Furthermore, a clear understanding of exclusive rights protecting clinical data may be also relevant in order to identify:

  1. who is the actual owner of the data, which rights can be transferred, and which are actually transferred (see ownership right v right to use);

  2. which options are available and how to react in case of unauthorised uses of  clinical data.

As to point 1, it is not uncommon to find out during a negotiation that the marketing authorisation holder wishing to sell a medicinal product is not the actual owner of all rights pertaining to that product. This may be the case, for example, in a medicinal product whose clinical data were originally developed and organised (such as in a structured database) by one company (such as in a group of companies by the mother company) and subsequently licensed to its subsidiaries for the purpose of marketing the product in the different EU member states.

Under the scenario above, normally each of the subsidiaries will be not in a position to transfer full ownership of the concerned medicinal product to third parties because they simply have the right to use these data (or even the entire dossier) in compliance with the terms and conditions indicated by the relevant intra-group licence agreement. Moreover, in most of the cases, subsidiaries will be not even in a position to sublicense these data (and the relevant dossier) to third parties without the mother company’s prior consent. Adequate knowledge of rights that possibly protect clinical data may be crucial also in these situations to help, for example, select the appropriate agreement to negotiate (a purchase agreement, a licence agreement or a mix of the two).

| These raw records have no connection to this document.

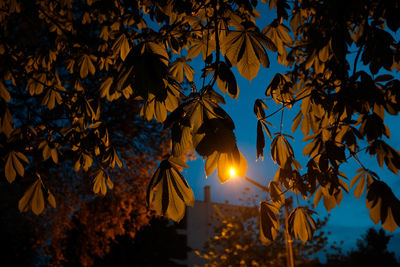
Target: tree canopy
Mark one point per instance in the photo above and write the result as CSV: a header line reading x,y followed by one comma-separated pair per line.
x,y
236,241
65,63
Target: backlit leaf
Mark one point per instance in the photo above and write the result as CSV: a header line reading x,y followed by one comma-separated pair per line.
x,y
32,199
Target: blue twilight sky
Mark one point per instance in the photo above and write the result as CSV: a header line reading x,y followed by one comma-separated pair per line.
x,y
347,222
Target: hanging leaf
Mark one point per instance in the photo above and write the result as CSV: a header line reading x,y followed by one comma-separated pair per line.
x,y
281,150
226,80
33,199
211,163
260,140
269,222
168,192
301,224
51,199
4,94
228,161
245,48
383,205
101,182
180,68
14,165
362,176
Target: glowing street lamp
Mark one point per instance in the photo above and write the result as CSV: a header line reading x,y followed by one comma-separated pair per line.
x,y
288,239
232,172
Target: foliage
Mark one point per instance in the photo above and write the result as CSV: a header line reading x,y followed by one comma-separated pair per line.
x,y
236,242
63,63
371,251
157,244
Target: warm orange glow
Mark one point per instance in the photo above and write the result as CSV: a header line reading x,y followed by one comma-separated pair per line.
x,y
232,172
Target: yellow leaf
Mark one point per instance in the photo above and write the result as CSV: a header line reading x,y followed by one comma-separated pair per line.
x,y
33,198
51,199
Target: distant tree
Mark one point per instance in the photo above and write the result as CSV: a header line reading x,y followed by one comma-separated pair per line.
x,y
157,244
84,226
64,63
371,251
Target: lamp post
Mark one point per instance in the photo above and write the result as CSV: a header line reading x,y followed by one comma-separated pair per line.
x,y
288,238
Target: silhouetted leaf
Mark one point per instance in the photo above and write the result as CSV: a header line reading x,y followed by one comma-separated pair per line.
x,y
301,224
32,199
168,192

As to point 2, there are a number of occasions when the unauthorised use of clinical data contained in a registration dossier may occur such as following an ordinary request for access to documents. Under applicable legislation (as to EU Institutions and bodies, see Regulation (EC) 1049/2001),, access to clinical data could be, in principle, denied in all cases where disclosure would undermine the protection of commercial interests, including IP rights, but where there is an overriding
public interest to disclose such data. This was also confirmed in a recent decision of the European Ombudsman (see decision 2560/2007/BEH of November 24 2010) – the EU body in charge of investigating complaints of maladministration in the activities of the EU institutions and bodies – which followed a complaint lodged by Nordic Cochrane Centre, a health care research and information centre, against the European Medicines Agency (EMA), concerning the refusal of the EMA to grant access to clinical data contained in a registration dossier.

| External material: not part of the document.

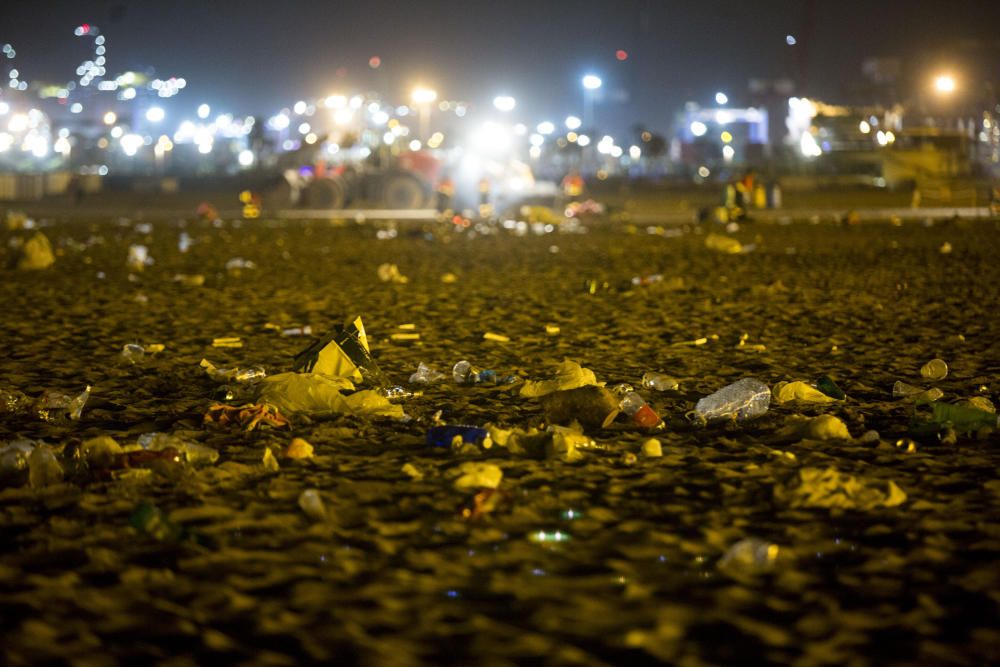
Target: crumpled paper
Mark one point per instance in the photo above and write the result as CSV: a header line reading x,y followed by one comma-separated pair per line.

A clear understanding of the rights protecting clinical data might also help here to limit access and/or further uses of the data. This might be the case, for example, where database sui generis protection applies and intended uses of the data extracted (based on an overriding public interest claim), exceed the scope of the original request. In these cases, given the broad interpretation of the notion of extraction, which covers any unauthorised act of appropriation of the whole or a part of the contents of a database, by any means or in any form, irrespective of the purposes used by the subject, marketing authorisation holders might be entitled, in principle, to prevent or to pursue any unauthorised use of the data extracted that does not fall within the scope of the original request.